Thirty-six of the 2,380 Republican delegates are black, according to the nonpartisan Joint Center for Political and Economic Studies.

That number marks a 78 percent decline from 2004, the lowest representation in 40 years and a huge deficit when compared to the 1,079 delegates at last week's Democratic National Convention, according to the think tank report.

Clarence McKee, a black Republican delegate, said he believes the party's pro-family message is one that would resonate well with the African-American community, but he said, "Historically, blacks have voted based on a blind loyalty to Democrats."

McKee, communications chairman for Florida's Broward County Republican Executive Committee, said, "We are the ones losing out in the game."

Polls show black voters heavily favor Democratic candidate Sen.
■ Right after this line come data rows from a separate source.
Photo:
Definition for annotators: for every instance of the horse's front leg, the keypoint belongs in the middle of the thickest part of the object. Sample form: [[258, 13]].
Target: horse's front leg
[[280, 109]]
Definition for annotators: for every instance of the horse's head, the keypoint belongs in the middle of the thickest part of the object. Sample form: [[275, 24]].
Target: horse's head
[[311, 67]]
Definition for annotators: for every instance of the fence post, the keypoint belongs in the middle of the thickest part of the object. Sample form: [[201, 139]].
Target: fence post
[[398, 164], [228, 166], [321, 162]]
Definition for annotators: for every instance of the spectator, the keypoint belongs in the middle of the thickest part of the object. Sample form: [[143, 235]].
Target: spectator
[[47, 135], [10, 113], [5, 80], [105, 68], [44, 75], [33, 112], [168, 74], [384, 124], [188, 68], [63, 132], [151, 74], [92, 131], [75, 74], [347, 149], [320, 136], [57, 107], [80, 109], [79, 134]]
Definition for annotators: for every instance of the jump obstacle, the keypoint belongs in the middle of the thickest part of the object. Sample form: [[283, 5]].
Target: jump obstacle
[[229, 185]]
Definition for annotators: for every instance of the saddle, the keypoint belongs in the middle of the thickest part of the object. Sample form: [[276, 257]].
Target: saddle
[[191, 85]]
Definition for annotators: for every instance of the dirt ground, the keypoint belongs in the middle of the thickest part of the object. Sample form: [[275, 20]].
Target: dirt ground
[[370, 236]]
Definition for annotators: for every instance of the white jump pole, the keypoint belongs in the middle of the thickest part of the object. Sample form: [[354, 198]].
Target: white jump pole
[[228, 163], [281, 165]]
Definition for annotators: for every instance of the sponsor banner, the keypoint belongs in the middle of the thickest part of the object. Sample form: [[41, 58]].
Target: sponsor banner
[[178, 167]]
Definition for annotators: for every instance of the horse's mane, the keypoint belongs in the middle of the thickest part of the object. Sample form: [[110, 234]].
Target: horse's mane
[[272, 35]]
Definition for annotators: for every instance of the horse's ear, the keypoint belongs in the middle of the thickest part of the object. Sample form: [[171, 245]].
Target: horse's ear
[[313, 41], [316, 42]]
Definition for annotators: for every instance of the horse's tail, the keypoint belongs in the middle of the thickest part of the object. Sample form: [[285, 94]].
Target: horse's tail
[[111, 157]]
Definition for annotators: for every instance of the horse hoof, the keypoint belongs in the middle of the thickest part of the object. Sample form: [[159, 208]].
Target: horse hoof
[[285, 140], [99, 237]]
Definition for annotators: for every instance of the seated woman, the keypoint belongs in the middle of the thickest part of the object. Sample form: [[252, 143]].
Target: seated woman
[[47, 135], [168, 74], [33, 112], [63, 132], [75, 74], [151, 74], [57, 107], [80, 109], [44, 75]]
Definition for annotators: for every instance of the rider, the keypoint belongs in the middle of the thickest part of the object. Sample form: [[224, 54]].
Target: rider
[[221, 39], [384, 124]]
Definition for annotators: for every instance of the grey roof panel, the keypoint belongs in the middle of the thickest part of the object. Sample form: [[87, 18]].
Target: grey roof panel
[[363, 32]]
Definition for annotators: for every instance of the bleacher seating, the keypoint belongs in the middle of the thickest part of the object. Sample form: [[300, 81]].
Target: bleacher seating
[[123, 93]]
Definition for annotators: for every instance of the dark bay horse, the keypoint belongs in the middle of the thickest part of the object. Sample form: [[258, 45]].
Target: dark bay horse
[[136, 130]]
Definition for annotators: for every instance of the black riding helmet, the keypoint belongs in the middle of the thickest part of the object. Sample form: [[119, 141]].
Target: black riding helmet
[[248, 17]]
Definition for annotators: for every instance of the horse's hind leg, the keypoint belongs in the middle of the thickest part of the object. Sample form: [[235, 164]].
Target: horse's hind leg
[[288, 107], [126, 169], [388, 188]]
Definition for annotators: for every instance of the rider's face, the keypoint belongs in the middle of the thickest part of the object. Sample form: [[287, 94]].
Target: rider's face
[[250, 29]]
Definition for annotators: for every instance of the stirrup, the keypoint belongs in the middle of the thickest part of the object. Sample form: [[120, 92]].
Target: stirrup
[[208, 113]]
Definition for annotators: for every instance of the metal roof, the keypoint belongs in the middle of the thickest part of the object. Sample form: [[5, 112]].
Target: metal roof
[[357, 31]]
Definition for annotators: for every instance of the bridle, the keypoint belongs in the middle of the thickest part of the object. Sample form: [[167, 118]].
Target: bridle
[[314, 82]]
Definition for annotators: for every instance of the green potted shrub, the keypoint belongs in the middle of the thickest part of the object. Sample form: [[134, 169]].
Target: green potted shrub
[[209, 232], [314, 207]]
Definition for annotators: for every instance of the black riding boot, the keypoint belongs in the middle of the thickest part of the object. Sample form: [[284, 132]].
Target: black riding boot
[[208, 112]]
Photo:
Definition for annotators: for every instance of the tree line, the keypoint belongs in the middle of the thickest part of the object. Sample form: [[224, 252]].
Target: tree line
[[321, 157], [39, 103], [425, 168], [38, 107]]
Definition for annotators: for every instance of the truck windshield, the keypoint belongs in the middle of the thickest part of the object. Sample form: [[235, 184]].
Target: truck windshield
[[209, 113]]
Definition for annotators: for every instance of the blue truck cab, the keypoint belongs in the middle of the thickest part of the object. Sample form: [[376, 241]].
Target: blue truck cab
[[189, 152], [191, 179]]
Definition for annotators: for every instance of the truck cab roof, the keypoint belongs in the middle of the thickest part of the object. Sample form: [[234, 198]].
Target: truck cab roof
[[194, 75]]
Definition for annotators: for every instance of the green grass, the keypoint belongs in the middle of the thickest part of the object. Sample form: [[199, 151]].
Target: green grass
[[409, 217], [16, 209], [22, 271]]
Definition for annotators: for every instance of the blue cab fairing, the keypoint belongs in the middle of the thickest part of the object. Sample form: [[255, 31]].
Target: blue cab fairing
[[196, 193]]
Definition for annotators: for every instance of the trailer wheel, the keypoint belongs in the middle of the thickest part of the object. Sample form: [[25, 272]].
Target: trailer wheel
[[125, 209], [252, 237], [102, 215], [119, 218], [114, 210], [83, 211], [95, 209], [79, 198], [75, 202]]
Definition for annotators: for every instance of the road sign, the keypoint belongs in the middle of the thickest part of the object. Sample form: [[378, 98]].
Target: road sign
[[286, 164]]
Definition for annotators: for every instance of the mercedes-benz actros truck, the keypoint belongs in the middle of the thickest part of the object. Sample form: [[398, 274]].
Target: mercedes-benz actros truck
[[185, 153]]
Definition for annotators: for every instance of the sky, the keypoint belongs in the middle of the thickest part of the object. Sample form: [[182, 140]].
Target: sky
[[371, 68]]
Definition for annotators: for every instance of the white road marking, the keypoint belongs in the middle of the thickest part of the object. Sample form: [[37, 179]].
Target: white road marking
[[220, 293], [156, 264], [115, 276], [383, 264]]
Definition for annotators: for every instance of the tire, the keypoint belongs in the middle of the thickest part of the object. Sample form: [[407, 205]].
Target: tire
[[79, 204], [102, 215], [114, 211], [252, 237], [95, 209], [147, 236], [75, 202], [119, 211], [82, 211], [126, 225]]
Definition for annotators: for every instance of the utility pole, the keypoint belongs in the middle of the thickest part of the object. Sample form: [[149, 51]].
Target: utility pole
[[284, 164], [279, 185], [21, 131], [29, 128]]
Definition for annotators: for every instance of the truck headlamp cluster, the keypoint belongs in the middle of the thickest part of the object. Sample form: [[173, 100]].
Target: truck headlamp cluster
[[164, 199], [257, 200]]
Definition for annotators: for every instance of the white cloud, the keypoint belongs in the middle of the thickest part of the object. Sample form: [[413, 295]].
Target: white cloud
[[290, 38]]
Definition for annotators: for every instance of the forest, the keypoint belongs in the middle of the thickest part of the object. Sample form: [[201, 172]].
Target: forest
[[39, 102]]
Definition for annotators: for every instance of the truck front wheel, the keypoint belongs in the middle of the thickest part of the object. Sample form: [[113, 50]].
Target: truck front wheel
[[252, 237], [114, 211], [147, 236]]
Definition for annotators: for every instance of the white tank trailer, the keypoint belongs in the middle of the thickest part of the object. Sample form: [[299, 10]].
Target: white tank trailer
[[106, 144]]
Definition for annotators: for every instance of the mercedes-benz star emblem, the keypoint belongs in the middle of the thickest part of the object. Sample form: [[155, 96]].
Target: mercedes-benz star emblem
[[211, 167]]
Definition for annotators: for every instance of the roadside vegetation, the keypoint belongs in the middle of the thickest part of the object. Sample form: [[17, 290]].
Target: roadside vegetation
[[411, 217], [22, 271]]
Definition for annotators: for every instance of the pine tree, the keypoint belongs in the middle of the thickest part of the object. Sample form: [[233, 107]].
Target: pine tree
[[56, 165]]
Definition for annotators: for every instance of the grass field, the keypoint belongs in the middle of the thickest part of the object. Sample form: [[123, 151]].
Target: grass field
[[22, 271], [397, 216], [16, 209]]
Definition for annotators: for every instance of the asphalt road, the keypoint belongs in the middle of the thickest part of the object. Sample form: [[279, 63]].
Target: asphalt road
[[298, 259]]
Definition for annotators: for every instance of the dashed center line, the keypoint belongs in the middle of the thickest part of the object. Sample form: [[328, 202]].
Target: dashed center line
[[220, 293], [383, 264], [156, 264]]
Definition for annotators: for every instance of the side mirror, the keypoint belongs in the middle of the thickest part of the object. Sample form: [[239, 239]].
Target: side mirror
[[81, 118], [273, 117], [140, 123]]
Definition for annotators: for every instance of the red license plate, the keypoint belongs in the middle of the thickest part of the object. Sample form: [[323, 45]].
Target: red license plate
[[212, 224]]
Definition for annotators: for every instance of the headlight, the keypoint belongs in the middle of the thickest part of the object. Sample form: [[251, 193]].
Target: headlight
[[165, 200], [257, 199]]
Barack Obama -- with about 90 percent picking him over the Republican candidate, Sen. John McCain. But GOP candidates historically do not win much of the black vote. President Bush received 11 percent of the African-American vote when he ran against Sen. John Kerry in 2004.

McCain apparently isn't blind to the odds against him. After going over some of his outreach efforts, the senator from Arizona told Essence magazine, "But does that mean in my campaign I am going to get a majority of the African-American vote? Probably not.

"But what it does mean, what I've committed to, is assuring and promising all Americans whether they vote for me or not, I am going to be their president."

McKee said the black community has a problem "cutting the umbilical cord from the Democrats."

"There's a lot of peer pressure for blacks to stay with the Democrats," he said, noting that African-Americans often face ridicule when they align with Republicans.

Politics aside, some blacks have said they want to vote for Obama because it's historic to have an African-American in the race. Still, others said voting on the basis of skin color is further evidence of a racial divide. Read about how some black Republicans feel about the Obama candidacy

"It's been 45 years since Dr. King spoke about 'I Have a Dream,' " said Lenny McAllister, an African-American conservative blogger, referring to the Rev. Martin Luther King Jr.'s historic 1963 speech in Washington.

"One of the things he talked about was content of character, not the color of one's skin. It's when we're able to do that comfortably in an accepted fashion in America [is] when we'll be able to grow and move forward as a country and move past the wounds that we've had from race relations throughout the country."

The Obama campaign said the notion that black voters are supporting the Democrat solely on racial lines is "flat-out false."

Obama has African-Americans' support because he is the better candidate, said campaign spokesman Corey Ealons.

"If you were watching last week the scene at Mile High stadium and saw the diversity of the crowd, you would have a greater appreciation for the broad support Obama has," he said, referring to the turnout for the Democratic nominee's acceptance speech at the Denver, Colorado, convention.

However, the GOP's lack of black support is not because of a lack of effort, according to officials with the Republican National Committee. The RNC has employed a full-time press secretary to work with African-American media. McCain and Republicans have worked to have a presence with the NAACP, the National Black Chamber of Commerce and other minority advocacy groups.

To make inroads with black voters, McKee said Republicans need to do three things: get African-Americans to vote on philosophy and principle, make sure those voters register and then showcase them to the community so they don't seem like such anomalies.

As how it feels to be a black delegate in a sea of white colleagues, McKee said it's nothing new to him.

"I always stand up for principle. We are used to being a minority," he said.